I have created a Azure Service Principal like this

az ad sp create-for-rbac --name $SERVICE_PRINCIPAL_NAME --scopes $ACR_REGISTRY_ID --role reader

after logging in (az login --service-principal -u $SERVICE_PRINCIPAL_NAME -p $SERVICE_PRINCIPAL_ID --tenant $TENANT_ID) I am able to see all the images (az acr repository list --name $ACR_REGISTRY_NAME) which are in my registry, but I can not push or pull images (docker pull myregistry.azurecr.io/myimage:latest).

Are there any permissions I am not aware of? I have tried the similar with other roles like owner or contributor, but also SPs are getting the same error, which is the following:

Error response from daemon: Get https://myregistry.azurecr.io/v2/myimage/latest/manifests/latest: unauthorized: authentication required

Update 14. of August:

I am also not able to docker login with the SP

Error response from daemon: Get myregistry.azurecr.io/v2: unauthorized: authentication required

2
azuredockerazure-cliazure-container-registryservice-principal
Looking your error seems you need to docker login first.jesugmz

2 Answers

4
votes

You need to login to the registry using docker login

docker login myregistry.azurecr.io -u xxxxxxxx-xxxx-xxxx-xxxx-xxxxxxxxxxxx -p myPassword

Refer to: https://docs.microsoft.com/en-us/azure/container-registry/container-registry-authentication#service-principal

4
votes

For the Azure Container Registry, there are two ways to log in.
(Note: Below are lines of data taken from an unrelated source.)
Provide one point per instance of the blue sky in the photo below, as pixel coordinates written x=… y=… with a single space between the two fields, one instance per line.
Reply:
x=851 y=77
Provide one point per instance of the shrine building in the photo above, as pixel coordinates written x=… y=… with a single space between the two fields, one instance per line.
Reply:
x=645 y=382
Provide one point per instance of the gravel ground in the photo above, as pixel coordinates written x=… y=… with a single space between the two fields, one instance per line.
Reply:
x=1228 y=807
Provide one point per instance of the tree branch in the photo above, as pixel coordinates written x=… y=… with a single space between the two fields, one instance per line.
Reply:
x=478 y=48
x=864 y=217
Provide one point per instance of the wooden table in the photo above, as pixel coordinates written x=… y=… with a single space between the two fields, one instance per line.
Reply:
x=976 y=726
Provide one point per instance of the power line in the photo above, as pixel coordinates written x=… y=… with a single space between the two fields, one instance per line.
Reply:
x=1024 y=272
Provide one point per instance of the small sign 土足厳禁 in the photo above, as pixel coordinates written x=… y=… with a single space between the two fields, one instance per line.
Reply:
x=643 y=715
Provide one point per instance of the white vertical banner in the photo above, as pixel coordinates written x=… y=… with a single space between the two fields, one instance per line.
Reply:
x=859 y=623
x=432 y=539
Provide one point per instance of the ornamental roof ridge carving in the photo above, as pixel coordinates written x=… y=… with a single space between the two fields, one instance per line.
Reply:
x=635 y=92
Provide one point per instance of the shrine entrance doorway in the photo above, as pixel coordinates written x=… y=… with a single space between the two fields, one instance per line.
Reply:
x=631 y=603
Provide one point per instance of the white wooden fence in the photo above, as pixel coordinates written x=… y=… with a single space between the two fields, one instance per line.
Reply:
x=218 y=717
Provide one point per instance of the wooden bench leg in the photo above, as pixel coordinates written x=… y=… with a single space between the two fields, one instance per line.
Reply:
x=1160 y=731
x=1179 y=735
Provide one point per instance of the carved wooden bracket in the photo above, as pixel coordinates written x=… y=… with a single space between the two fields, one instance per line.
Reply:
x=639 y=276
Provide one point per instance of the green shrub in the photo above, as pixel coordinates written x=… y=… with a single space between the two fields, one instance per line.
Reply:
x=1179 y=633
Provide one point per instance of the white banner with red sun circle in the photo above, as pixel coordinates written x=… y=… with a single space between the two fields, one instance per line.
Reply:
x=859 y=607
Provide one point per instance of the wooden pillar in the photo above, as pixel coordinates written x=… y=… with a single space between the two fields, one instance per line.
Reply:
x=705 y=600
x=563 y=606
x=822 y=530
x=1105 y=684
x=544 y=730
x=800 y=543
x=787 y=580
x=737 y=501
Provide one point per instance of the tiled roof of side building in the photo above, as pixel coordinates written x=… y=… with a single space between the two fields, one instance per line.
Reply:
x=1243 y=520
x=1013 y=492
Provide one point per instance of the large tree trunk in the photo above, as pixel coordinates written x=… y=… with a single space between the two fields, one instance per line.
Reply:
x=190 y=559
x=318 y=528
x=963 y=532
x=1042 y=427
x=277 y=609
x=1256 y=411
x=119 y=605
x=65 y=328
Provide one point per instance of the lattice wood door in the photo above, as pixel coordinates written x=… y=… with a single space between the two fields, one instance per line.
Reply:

One is that log in with the command az acr login -n azureacrServer -u username -p password, you have the owner permission after logging in.

The other one is that log in with a service principal using the command docker login azureacrServer -u servicePrincipalId -p sppassword. In this way, you just have the permission of the service principal after logging in. I try and the result like the screenshot shows below:

enter image description here

This service principal is just set as a Reader. So we cannot push the image.

enter image description here

You can get the details about the service principal of Azure container registry with the command az role assignment list --scope acrId, the command will show all the service principals of the registry. The command az acr show --resource-group groupName --name acrName --query id --output tsv will show you the registry Id.